La vita di un padre e del proprio figlio autistico è come un gioco di specchi. Due specchi opachi però, sui quali qualcuno ha soffiato una fitta coltre di fuliggine che rende le figure poco definite a e volte deformate, come delle ombre che si muovono in maniera disordinata, cercando di afferrarsi senza riuscirci, agitandosi continuamente nel tentativo di riconoscersi in uno sguardo, un cenno o un semplice contatto. A volte sembra di muoversi nello stesso liquido amniotico, come due gemelli che si nutrono in uno stesso grembo, ma che sono troppo vicini, troppo stretti l’uno all’altro, per potere incrociare i loro sguardi.
Eppure c’è un linguaggio che accomuna questi due mondi all’apparenza così distanti, un linguaggio che passa attraverso codici comunicativi che sfuggono alla comunicazione convenzionale, alle varie forme del linguaggio neurotipico, da quella vocale, a quella del corpo e della sua postura, dello sguardo, e perfino a quella della gestualità, così cara all’italica foggia espressiva. Si tratta del linguaggio del silenzio, l’unico che riesce a far parlare due cuori quando riescono a tacere tutte le altre fonti comunicative. Per una persona autistica la pluriforme esperienza comunicativa, fatta di gesti, sguardi, parole, inflessioni della voce e posture del corpo, è troppo complicata.
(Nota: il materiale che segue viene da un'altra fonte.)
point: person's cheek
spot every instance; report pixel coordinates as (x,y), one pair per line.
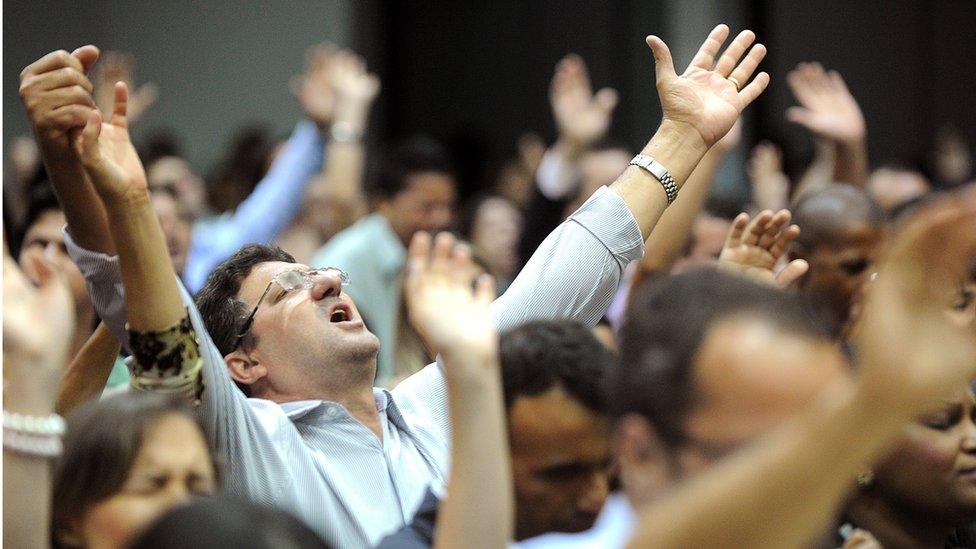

Troppe cose da mettere insieme contemporaneamente, ma necessarie alla comunicazione neurotipica che si basa sulla sovrapposizione di significanti che la mente deve sintetizzare velocemente, per poi elaborare con la stessa velocità una risposta adeguata, contestuale e, possibilmente, ugualmente complessa.
Per il linguaggio neurotipico la risposta a una sollecitazione deve essere appropriata, cioè uguale e contraria a quella che proviene dall’altro. Devo rispondere con un timbro di voce persuasivo se voglio convincere l’altro della mia opinione, che magari è esattamente opposta alla sua, senza sembrare presuntuoso e scontroso, devo gesticolare basso se non voglio irritare l’altro, evitare di agitare le mie mani davanti al suo viso, non devo alzare l’indice, e devo guardarlo negli occhi se mi rivolgo a lui o rivolgere lo sguardo verso un immaginario orizzonte se voglio che la sua mente vada oltre il significato immediato del mio discorso. Guardare il cielo per convincere o intenerire, chiudere il pugno per arringare o intimidire, e infine allargare le braccia per dimostrare resa o totale incomprensione. Tutto molto difficile per un autistico, tutto troppo complesso e sovrapposto, insostenibile per una mente che ha bisogno di una elaborazione più lunga e faticosa per metter insieme e fare sintesi dei dettagli con i quali il suo meccanismo apprende il mondo esterno.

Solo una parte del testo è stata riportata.